Time for a new thread. And like last time using a song that seems to capture where I am. Hopefully that’s not too corny.
I have been vocalizing the cacophony in my head and have been inconsistent in my behavior. So now – I want to calm my thoughts and get to work. I want to force an inflection point. So that's the reason to - regroup.
Where I am: - Divorce agreement has been signed, waiting for the final papers to arrive in the mail. - We have 50/50 custody, and my boys essentially live with me, they see their mom during the day. - Getting the finances in shape, it’s painful but I think it’s going to be OK. Need to refi the house, still need to transfer the identified assets to XW actually. - XW and I are all over the place now. She’s having a hard time.

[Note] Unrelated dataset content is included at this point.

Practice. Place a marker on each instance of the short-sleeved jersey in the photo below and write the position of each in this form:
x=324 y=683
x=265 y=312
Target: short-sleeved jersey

We spend time together, we don’t spend time together, every day and every week is different. A mutual friend has told me that she still has… hope? Not quite the right word. - I’m swinging back and forth between missing her badly and being angry.

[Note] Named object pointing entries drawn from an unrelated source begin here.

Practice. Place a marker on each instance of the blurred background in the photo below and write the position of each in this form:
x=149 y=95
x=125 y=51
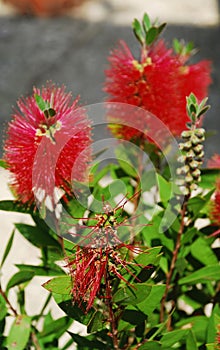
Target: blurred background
x=68 y=41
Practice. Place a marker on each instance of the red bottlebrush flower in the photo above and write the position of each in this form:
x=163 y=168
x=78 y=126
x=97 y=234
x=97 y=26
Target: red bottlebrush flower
x=43 y=146
x=215 y=205
x=100 y=254
x=159 y=83
x=92 y=266
x=214 y=162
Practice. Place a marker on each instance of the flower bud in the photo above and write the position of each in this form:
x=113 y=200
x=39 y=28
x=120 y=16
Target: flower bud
x=181 y=159
x=200 y=132
x=198 y=148
x=200 y=155
x=195 y=140
x=194 y=164
x=186 y=134
x=196 y=173
x=193 y=186
x=190 y=154
x=188 y=178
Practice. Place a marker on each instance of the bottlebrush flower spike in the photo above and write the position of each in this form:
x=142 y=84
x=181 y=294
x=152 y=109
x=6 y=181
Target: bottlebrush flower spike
x=47 y=129
x=100 y=253
x=90 y=267
x=214 y=162
x=158 y=81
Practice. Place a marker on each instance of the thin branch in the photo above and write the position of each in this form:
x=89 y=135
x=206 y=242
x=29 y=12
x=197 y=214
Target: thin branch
x=174 y=259
x=8 y=302
x=112 y=320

What I want to focus on now: - Forgiveness. Letting go of the pain and anger, and keeping it from informing my behavior. - Building a satisfying life for myself – and this is going to include being able to be alone without dwelling on the sadness, to be able to be complete. For this to no longer be what my life is about. - Building a relationship with XW – yes – that is not based on the wreckage of our marriage. Meaning – is not based on wanting her to come home. That is not based on need, or repair, or wanting anything from her. That is not based on me rescuing her, or her needing me. That is not based on any expectations. Maybe that relationship is sparse – meaning we’re co-parents – and maybe it’s full – meaning we’re friends. Maybe there is a long-term path to reconciliation. But thinking about it too much will not be productive. - Being steady. Developing resilience. Staying calm. Coping with the bad moments.